DEVRİK BAŞKAN İŞ BAŞINDA
Kemal Kılıçdaroğlu, yıllarca devletin çeşitli kademelerinde çalıştı, sonunda müsteşarlık gibi yüksek bir makamdan emekli oldu. Dürüst, şaibesiz bir bürokrattı. Bu yönüyle siyasete taşındı. Onu siyasetin tam ortasına çeken kişi, dönemin CHP Genel Başkanı Deniz Baykal’dı.
Ancak Baykal’a kurulan kaset kumpası, Türkiye siyasetinin yönünü değiştirdi. Baykal devre dışı bırakıldı. Tesadüf mü? Değil. ABD’nin resmi belgelerinde, Baykal’ın 1 Mart tezkeresine karşı çıkması nedeniyle rahatsızlık duyulduğu açıkça yazıyor. Dönemin ABD Dışişleri Bakanı Hillary Clinton, “Baykal gitsin, Kılıçdaroğlu gelsin.” diyordu. Ve aynen öyle oldu. Baykal gitti, kasetle.
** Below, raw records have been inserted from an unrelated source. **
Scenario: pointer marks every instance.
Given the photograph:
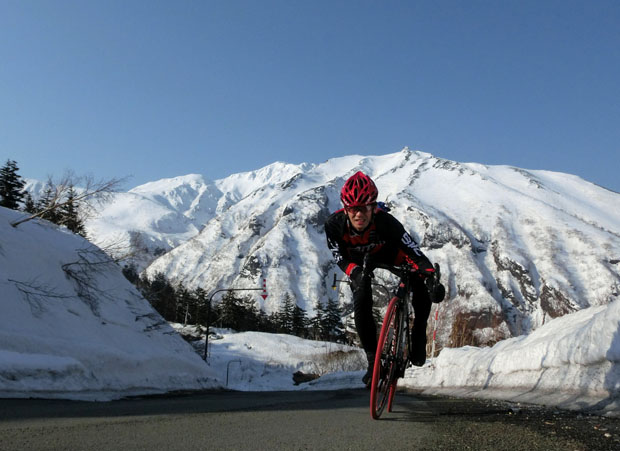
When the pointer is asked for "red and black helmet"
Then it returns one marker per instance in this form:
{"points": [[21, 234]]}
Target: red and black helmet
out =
{"points": [[359, 190]]}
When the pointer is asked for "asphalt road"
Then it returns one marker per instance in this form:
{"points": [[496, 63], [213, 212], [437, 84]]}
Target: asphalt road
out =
{"points": [[296, 421]]}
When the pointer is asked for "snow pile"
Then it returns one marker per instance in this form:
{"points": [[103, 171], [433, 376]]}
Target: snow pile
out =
{"points": [[257, 361], [73, 327], [571, 362]]}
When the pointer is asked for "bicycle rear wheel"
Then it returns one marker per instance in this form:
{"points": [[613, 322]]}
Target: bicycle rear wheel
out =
{"points": [[385, 361]]}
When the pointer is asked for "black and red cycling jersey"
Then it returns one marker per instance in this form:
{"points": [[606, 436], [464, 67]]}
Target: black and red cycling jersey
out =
{"points": [[385, 239]]}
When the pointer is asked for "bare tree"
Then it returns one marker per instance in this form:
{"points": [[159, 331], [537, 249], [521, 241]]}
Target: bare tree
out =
{"points": [[90, 196]]}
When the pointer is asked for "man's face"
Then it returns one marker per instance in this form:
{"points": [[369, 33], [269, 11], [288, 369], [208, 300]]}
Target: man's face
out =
{"points": [[359, 216]]}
Kılıçdaroğlu geldi, planlı şekilde.
Kılıçdaroğlu’nun geçmişi tertemizdi. Ne var ki “temiz” olmak, “lider” olmak için yeterli değil. CHP tabanı onu umut olarak gördü. Delegeler, yorgun ve karışık bir partiyi onun toparlayabileceğine inandı. Oysa kimse, Kılıçdaroğlu’nun tam 13 seçim kaybetmesine rağmen koltuğu bırakmamak için her yolu deneyebileceğini düşünmemişti.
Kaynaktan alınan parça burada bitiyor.